Sorry, I think I was unclear. My issue is with the differential equation to the right of the graphs. The one with 'y' as the variable. I have looked at these two comments and also the comments of a friend of mine. It seems that Mathcad15 cannot handle units in the differential equation. I've removed the units in this new sheet and now I'm getting a new error. PNachtwey, this is similar to the second link you gave me. Any suggestions? And thank you both for looking at this. Much appreciated.

 

[PNachtwey]

Matt, I can't read the file. I haven't upgraded since Mathcad 13.


Peter Nachtwey
Delta Computer Systems

http://www.deltamotion.com

 

[mattkoos]

I saved it as a Mathcad 13 file.

 

[PNachtwey]

I found the problem. I substituted 0 for each of the four lines in the D equation until the problem went away. The problem is with the 3rd line. I deleted parts of the third line until the problem went away. The problem was with the (ci+co)/2. If I factored out the (ci+co)/2 so it was multiplied by (1+sign(y2-y3)) it worked.



Peter Nachtwey
Delta Computer Systems

http://www.deltamotion.com

 

[mattkoos]

Thanks for the debugging tip; that's tricky! Unfortunately the term can't be factored out because one term is the sum over 2 and the other is the difference over 2. Still, I reproduced what you said, and then started messing with that 1 (the 1+sign(blah)). If that number is anything other than 1, it doesn't spit out a solution, so I think it is a limitation in the method. I switched to use Rkadapt instead and it has a solution without changing the equation. And more importantly, one that makes sense, the other one had some pretty big exponents. 10 to the 100 is a liiittle suspect. Thanks for your help!

 

[PNachtwey]

Differential equation integrators like RK and others don't like step jumps or discontinuities. Both the sign and the absolute value function attracted my attention.

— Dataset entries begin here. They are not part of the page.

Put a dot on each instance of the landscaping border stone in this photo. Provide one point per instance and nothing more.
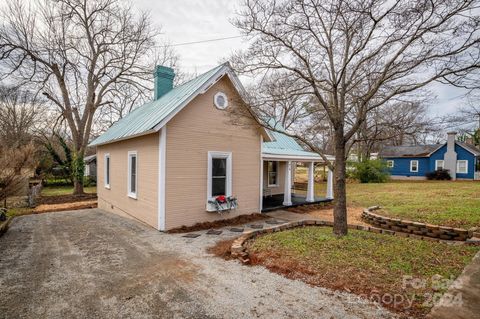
(238, 249)
(416, 228)
(4, 225)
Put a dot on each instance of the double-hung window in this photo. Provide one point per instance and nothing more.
(219, 174)
(390, 163)
(107, 170)
(272, 171)
(462, 166)
(439, 164)
(132, 174)
(414, 166)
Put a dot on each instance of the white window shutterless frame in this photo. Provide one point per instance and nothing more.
(462, 166)
(272, 174)
(439, 164)
(219, 179)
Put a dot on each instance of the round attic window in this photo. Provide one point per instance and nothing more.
(220, 100)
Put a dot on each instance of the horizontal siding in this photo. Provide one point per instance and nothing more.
(191, 134)
(280, 189)
(402, 166)
(115, 199)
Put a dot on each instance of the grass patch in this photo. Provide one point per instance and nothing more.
(64, 190)
(454, 204)
(364, 263)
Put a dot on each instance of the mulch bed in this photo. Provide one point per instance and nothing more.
(239, 220)
(222, 249)
(305, 209)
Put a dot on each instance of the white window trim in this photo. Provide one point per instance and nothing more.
(438, 161)
(228, 156)
(107, 185)
(129, 193)
(392, 162)
(411, 166)
(268, 175)
(466, 167)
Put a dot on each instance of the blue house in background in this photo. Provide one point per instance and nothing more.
(414, 162)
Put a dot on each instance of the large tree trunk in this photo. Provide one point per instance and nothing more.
(339, 185)
(78, 170)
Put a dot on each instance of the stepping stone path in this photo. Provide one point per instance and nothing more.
(191, 235)
(214, 232)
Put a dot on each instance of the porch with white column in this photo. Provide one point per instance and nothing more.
(287, 195)
(311, 183)
(310, 197)
(329, 194)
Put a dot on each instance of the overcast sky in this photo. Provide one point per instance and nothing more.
(184, 21)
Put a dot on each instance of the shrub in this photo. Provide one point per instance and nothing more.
(439, 175)
(371, 171)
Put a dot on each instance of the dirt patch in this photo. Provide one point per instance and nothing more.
(370, 265)
(239, 220)
(305, 209)
(222, 249)
(325, 212)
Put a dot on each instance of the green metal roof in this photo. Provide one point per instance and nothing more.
(284, 145)
(144, 118)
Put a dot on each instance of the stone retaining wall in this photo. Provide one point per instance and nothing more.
(238, 249)
(411, 227)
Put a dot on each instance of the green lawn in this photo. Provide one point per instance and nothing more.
(64, 190)
(365, 263)
(446, 203)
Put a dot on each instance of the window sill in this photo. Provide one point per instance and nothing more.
(223, 207)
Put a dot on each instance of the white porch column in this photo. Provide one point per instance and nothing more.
(330, 184)
(311, 183)
(287, 195)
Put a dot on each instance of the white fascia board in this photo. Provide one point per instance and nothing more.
(293, 157)
(213, 79)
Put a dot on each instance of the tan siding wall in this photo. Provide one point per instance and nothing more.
(191, 134)
(280, 189)
(145, 206)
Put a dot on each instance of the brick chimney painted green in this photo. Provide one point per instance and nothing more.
(163, 80)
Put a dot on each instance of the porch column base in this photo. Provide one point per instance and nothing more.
(287, 195)
(311, 183)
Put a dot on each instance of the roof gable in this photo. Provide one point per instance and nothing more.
(410, 150)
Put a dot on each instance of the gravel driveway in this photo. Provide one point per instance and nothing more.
(92, 264)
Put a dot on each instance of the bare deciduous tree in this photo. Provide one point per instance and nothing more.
(397, 123)
(354, 56)
(78, 54)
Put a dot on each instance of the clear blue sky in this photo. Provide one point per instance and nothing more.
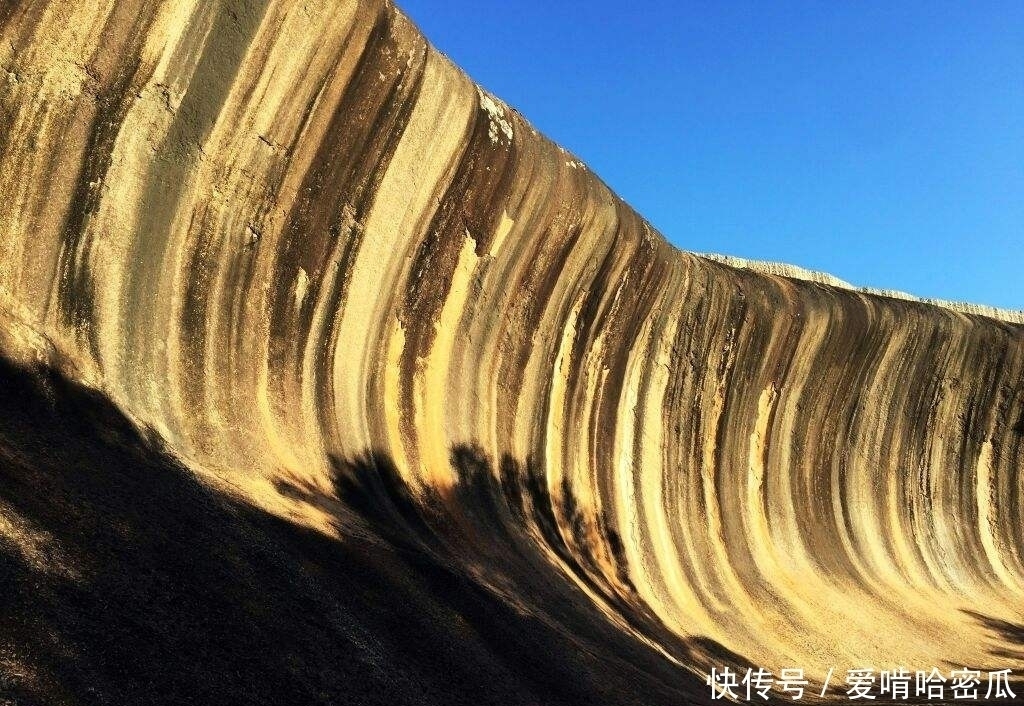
(880, 141)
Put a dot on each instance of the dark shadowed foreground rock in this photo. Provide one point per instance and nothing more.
(356, 389)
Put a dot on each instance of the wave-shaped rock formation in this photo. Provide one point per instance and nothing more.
(328, 379)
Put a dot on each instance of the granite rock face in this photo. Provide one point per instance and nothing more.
(335, 284)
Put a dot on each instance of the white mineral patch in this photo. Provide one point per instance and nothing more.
(496, 110)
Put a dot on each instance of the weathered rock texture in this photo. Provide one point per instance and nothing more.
(349, 290)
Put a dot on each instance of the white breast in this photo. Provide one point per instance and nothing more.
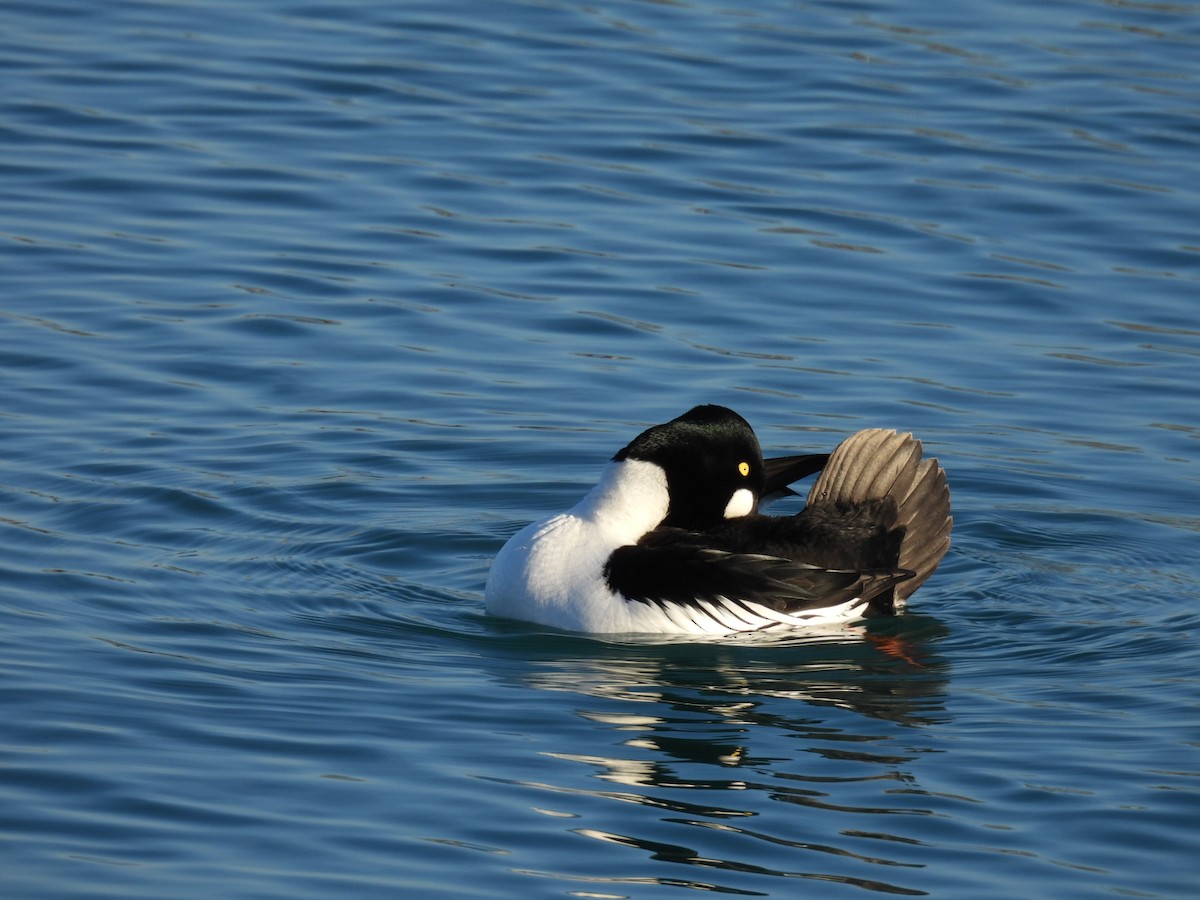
(552, 571)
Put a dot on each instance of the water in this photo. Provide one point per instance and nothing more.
(307, 307)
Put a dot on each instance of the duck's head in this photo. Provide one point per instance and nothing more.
(713, 466)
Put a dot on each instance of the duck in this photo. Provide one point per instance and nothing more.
(672, 540)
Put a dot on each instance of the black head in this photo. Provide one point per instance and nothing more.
(709, 454)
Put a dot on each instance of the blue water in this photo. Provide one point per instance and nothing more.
(306, 307)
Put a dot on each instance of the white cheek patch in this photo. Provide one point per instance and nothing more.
(741, 503)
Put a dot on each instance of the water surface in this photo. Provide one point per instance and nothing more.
(307, 307)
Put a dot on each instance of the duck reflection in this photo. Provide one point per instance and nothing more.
(707, 737)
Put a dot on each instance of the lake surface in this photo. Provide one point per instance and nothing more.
(306, 307)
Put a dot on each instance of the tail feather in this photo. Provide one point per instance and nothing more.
(876, 465)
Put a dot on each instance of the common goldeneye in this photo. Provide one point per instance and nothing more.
(671, 539)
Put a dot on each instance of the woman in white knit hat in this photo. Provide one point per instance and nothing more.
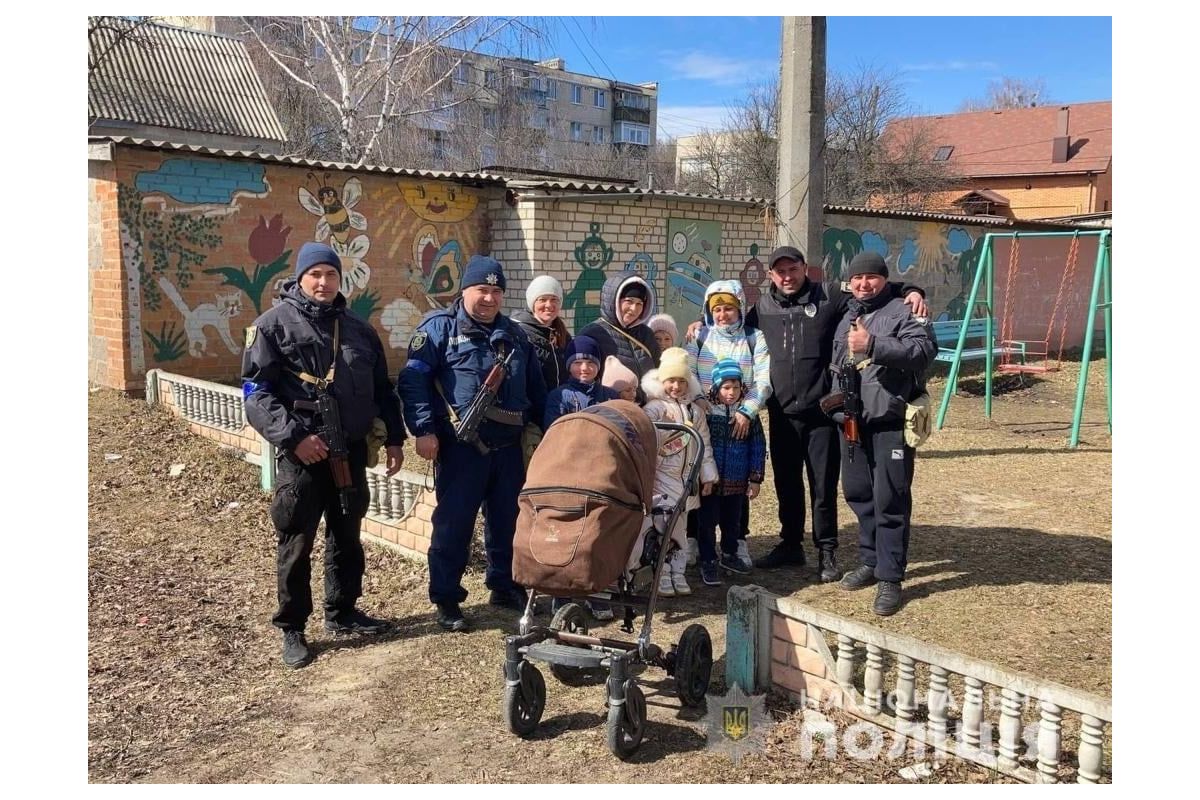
(545, 329)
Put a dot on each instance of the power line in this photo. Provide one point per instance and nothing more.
(582, 52)
(611, 73)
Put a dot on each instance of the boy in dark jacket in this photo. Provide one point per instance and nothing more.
(582, 389)
(741, 464)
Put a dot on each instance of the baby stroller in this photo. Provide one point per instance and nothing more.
(582, 510)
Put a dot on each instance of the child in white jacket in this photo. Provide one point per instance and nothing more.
(670, 391)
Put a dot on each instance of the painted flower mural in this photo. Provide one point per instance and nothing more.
(267, 247)
(355, 271)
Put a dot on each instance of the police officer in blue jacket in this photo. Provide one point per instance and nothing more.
(310, 340)
(449, 358)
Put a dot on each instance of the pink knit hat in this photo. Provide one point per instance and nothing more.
(617, 376)
(664, 323)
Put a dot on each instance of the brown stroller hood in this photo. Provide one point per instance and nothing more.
(586, 494)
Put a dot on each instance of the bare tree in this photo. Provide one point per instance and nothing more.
(108, 34)
(1009, 92)
(375, 77)
(861, 163)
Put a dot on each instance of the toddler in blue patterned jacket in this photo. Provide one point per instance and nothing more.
(741, 464)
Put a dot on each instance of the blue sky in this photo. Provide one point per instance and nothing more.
(703, 64)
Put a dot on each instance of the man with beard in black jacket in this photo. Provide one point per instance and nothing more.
(798, 318)
(306, 344)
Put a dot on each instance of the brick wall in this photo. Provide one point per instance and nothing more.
(579, 240)
(798, 663)
(204, 227)
(107, 348)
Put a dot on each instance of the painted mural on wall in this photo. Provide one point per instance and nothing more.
(694, 260)
(641, 262)
(593, 254)
(432, 265)
(208, 244)
(937, 257)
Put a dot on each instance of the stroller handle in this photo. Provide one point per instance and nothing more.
(700, 446)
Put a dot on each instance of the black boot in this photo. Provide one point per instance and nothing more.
(827, 565)
(450, 618)
(858, 578)
(783, 554)
(887, 599)
(355, 621)
(295, 650)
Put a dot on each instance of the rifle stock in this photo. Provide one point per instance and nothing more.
(851, 384)
(330, 431)
(467, 428)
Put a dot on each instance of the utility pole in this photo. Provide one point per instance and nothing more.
(799, 210)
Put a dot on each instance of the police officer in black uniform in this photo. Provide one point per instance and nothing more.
(892, 349)
(798, 318)
(449, 356)
(306, 344)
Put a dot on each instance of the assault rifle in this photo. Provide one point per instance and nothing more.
(331, 433)
(851, 383)
(466, 429)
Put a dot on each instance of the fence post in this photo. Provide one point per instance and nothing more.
(742, 638)
(267, 474)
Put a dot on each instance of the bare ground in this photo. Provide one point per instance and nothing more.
(1011, 561)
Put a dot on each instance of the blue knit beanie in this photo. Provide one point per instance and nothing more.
(483, 270)
(582, 347)
(313, 253)
(724, 370)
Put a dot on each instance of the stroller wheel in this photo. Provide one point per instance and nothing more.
(573, 619)
(627, 722)
(525, 702)
(694, 665)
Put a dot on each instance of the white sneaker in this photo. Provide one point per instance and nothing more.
(744, 554)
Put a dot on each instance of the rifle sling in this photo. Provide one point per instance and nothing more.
(323, 383)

Do you know you can use if statements in the system of differential equations? You could try checking the value of the sign() function and then using one of the 3 different formulas depending on the value of sign(). That means you have 3 different versions of the formula in the 3rd row.



Peter Nachtwey
Delta Computer Systems

http://www.deltamotion.com

 

[mattkoos]

It seems to be working okay with the Rkadapt function.